Two guys I'm working with on the engine, Laco 'angrypig' Hrabcak and Tomas 'jonsky' Mihalovic have some time ago worked on FNPT II MCC trainer with Boeing 737-800 cockpit replica (Laco has got some photos in his history page)
They are still being quite drawn to simulators, so when we got positive reception from flight sim community with the engine we decided to lean the development slightly more that way.

Recently, Laco got preliminary Collada loader working, loading a Cessna model. He is also incorporating JSBSim Flight Dynamics Model library into the engine, while Tomas works on the cockpit.

Here are some first screens.


Here are some screens with (now featureless) cockpit, recent Z-buffer development allows to handle the cockpit and terrain without problems.

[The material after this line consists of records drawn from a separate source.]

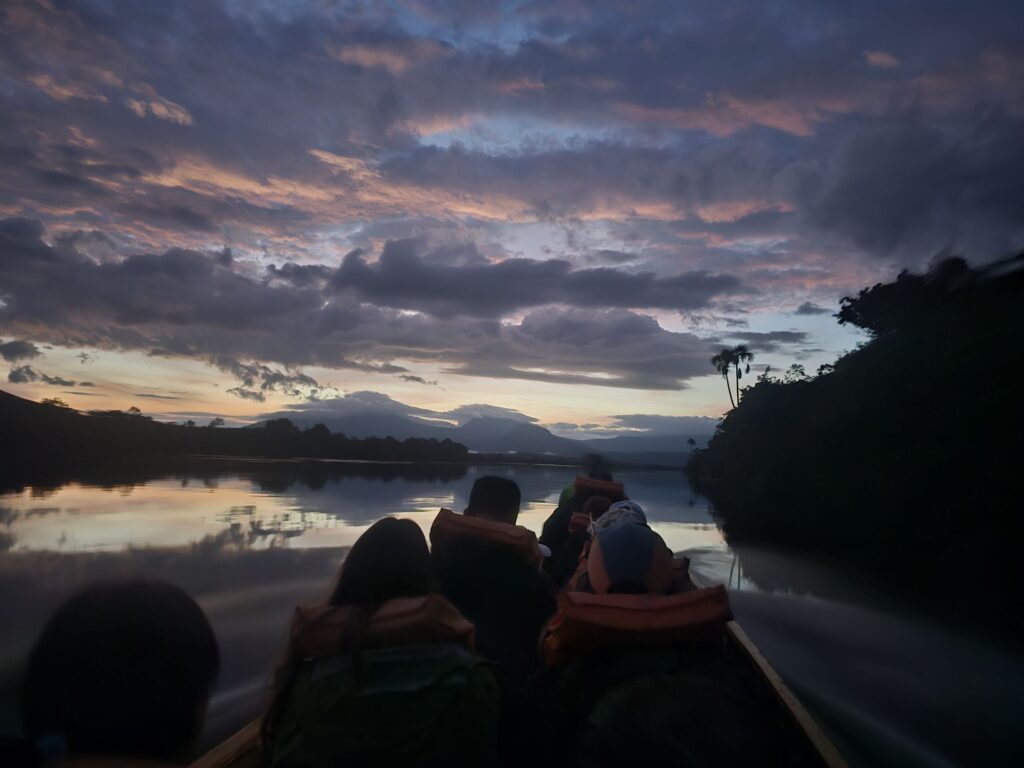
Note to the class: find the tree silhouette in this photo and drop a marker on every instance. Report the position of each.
(741, 356)
(722, 361)
(737, 357)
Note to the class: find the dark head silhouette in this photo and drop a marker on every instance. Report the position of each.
(495, 499)
(122, 669)
(389, 560)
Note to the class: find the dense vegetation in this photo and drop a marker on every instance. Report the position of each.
(50, 432)
(910, 442)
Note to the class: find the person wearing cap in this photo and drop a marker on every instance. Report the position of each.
(624, 556)
(565, 540)
(506, 595)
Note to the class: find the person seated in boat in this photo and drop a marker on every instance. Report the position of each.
(489, 568)
(632, 668)
(385, 673)
(563, 532)
(121, 675)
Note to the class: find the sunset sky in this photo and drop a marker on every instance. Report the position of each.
(563, 209)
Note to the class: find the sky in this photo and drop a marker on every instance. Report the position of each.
(557, 209)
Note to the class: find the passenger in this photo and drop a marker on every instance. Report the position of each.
(634, 672)
(491, 569)
(563, 537)
(122, 674)
(385, 673)
(497, 588)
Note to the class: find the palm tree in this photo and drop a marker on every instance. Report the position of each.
(722, 361)
(740, 355)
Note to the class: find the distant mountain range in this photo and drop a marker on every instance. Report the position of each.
(496, 435)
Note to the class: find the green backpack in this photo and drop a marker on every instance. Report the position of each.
(417, 705)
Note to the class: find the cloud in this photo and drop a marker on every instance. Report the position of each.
(654, 424)
(401, 279)
(18, 350)
(809, 307)
(881, 58)
(212, 307)
(417, 380)
(29, 375)
(909, 184)
(769, 341)
(257, 379)
(579, 131)
(467, 413)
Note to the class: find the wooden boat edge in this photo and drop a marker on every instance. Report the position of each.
(246, 741)
(818, 739)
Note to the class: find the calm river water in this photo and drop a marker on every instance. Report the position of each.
(891, 686)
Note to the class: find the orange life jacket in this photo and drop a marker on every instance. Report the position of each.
(449, 525)
(586, 623)
(318, 631)
(579, 521)
(588, 486)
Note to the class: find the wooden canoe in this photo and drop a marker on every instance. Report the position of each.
(243, 750)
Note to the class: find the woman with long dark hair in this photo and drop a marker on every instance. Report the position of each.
(385, 673)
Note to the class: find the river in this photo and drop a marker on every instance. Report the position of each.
(892, 684)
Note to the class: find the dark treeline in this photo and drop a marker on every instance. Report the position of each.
(34, 432)
(910, 443)
(269, 475)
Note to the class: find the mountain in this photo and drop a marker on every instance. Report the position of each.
(671, 443)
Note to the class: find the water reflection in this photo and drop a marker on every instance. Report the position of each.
(310, 505)
(251, 540)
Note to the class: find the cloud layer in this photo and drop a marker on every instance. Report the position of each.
(517, 190)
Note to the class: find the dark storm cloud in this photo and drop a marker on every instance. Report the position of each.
(654, 424)
(910, 182)
(769, 341)
(809, 307)
(15, 350)
(401, 279)
(417, 380)
(214, 307)
(29, 375)
(765, 155)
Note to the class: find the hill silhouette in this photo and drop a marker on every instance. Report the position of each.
(494, 434)
(36, 432)
(908, 450)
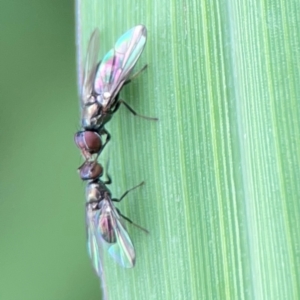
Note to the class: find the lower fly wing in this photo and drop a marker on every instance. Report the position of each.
(123, 250)
(94, 249)
(118, 245)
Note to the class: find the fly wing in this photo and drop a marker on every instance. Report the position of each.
(113, 236)
(117, 64)
(90, 67)
(123, 250)
(94, 249)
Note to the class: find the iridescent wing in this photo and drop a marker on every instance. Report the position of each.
(113, 236)
(94, 249)
(118, 63)
(91, 63)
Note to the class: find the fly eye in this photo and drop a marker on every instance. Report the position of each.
(88, 140)
(90, 170)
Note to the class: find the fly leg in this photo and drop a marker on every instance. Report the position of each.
(131, 110)
(108, 181)
(134, 224)
(125, 194)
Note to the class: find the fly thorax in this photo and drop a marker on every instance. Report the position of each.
(88, 114)
(92, 192)
(104, 99)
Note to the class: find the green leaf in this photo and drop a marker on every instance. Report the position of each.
(221, 165)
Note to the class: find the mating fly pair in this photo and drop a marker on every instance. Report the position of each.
(101, 84)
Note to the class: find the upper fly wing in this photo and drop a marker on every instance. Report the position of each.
(90, 67)
(117, 64)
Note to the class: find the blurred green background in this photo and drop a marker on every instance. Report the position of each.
(42, 248)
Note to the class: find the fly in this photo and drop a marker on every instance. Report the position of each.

A look below while grounded.


And some screens from outside.


Wednesday, August 12, 2009

Logarithmic Depth Buffer

I assume pretty much every 3D programmer runs into Z-buffer issues sooner or later. Especially when doing planetary rendering; the distant stuff can be a thousand kilometers away but you still would like to see fine details right in front of the camera.

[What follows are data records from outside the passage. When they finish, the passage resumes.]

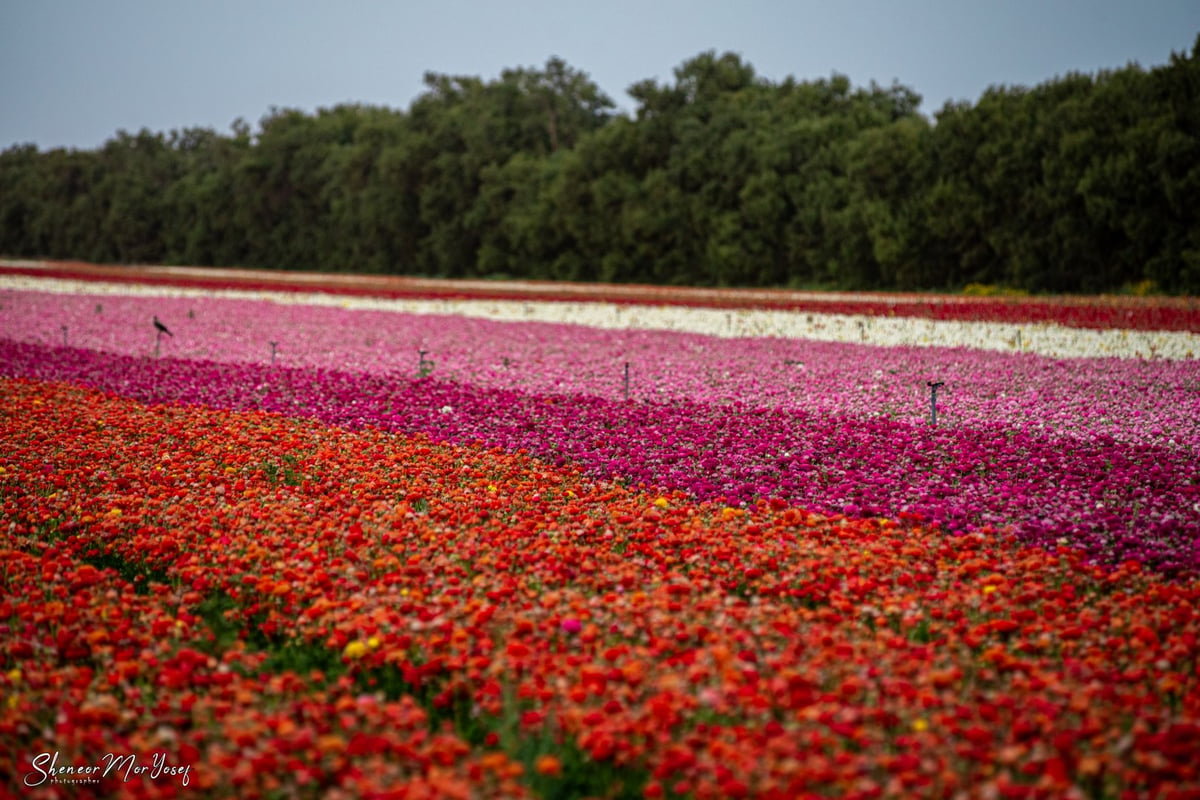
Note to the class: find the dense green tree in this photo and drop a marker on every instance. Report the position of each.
(718, 176)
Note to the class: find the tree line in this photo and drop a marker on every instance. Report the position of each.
(1085, 182)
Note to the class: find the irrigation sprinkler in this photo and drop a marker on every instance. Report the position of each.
(933, 400)
(160, 329)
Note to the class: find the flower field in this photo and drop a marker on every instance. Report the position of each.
(305, 548)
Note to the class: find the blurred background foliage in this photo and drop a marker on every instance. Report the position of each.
(1083, 184)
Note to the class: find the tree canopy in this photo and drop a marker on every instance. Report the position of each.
(1086, 182)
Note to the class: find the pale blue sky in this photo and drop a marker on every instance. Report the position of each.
(73, 72)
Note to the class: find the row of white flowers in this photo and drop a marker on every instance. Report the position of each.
(1055, 341)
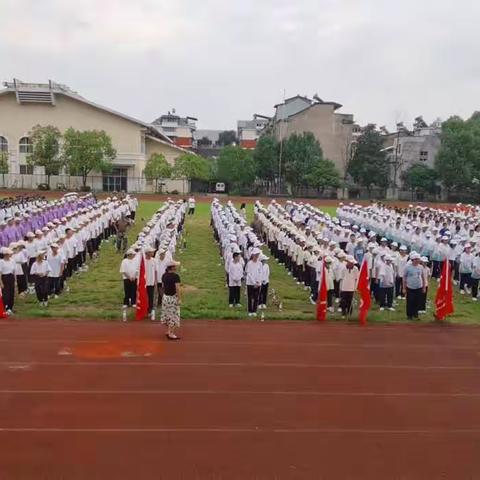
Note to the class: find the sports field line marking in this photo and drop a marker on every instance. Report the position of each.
(243, 365)
(273, 344)
(246, 430)
(303, 393)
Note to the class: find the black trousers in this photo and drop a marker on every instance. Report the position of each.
(474, 285)
(233, 295)
(386, 297)
(253, 294)
(414, 302)
(151, 296)
(8, 291)
(54, 285)
(130, 292)
(41, 288)
(346, 302)
(263, 294)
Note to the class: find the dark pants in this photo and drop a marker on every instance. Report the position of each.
(414, 302)
(130, 292)
(22, 283)
(233, 295)
(8, 291)
(474, 285)
(160, 294)
(263, 294)
(386, 297)
(54, 285)
(465, 280)
(41, 288)
(151, 296)
(253, 294)
(346, 302)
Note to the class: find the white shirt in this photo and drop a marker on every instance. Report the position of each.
(40, 268)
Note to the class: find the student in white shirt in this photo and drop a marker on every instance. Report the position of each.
(265, 282)
(150, 276)
(348, 285)
(253, 272)
(386, 277)
(129, 271)
(56, 262)
(235, 276)
(7, 282)
(40, 270)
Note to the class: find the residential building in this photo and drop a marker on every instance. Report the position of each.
(181, 130)
(249, 131)
(25, 105)
(332, 129)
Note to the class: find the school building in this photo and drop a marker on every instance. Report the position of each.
(25, 105)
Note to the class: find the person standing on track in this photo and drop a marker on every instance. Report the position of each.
(170, 315)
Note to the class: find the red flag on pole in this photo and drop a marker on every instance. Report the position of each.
(3, 313)
(444, 296)
(322, 297)
(142, 297)
(364, 291)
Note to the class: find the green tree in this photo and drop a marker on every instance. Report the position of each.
(4, 167)
(46, 150)
(227, 137)
(84, 151)
(266, 157)
(157, 168)
(368, 166)
(301, 152)
(420, 178)
(324, 174)
(236, 166)
(192, 167)
(458, 161)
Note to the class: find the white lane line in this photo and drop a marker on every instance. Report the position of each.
(273, 344)
(248, 430)
(303, 393)
(247, 365)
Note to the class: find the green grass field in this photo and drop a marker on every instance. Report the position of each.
(98, 293)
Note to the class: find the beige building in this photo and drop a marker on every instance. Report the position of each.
(333, 130)
(24, 105)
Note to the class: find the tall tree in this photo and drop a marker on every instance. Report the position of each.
(192, 167)
(301, 152)
(88, 150)
(236, 166)
(157, 168)
(369, 166)
(420, 178)
(46, 150)
(266, 157)
(227, 137)
(324, 174)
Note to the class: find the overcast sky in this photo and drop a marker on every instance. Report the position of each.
(223, 60)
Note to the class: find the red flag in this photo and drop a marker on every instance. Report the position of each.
(364, 291)
(322, 297)
(142, 297)
(444, 297)
(3, 313)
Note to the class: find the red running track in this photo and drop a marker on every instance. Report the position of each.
(238, 400)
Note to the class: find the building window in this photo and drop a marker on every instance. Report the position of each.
(24, 145)
(26, 169)
(3, 144)
(423, 156)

Previously I have dealt with the problem by splitting the depth range in two and using the first part for near stuff and another for distant stuff. The boundary was floating, somewhere around 5km - quad-tree tiles up to certain level were using the distant part, and the more detailed tiles that by law of LOD are occurring nearer the camera used the other part.
Most of the time this worked. But in one case it failed miserably - when a more detailed tile appeared behind a less detailed one.
I was thinking about the ways to fix it, grumbling why we can't have a Z-buffer with better distribution, when it occurred to me that maybe we can.

Steve Baker's document explains common problems with Z-buffer. In short, the depth values are proportional to the reciprocal of Z. This gives amounts of precision near the camera but little off in the distance. Common method is then to move your near clip plane further away, which helps but also brings its own problems, mainly that .. the near clip plane is too far.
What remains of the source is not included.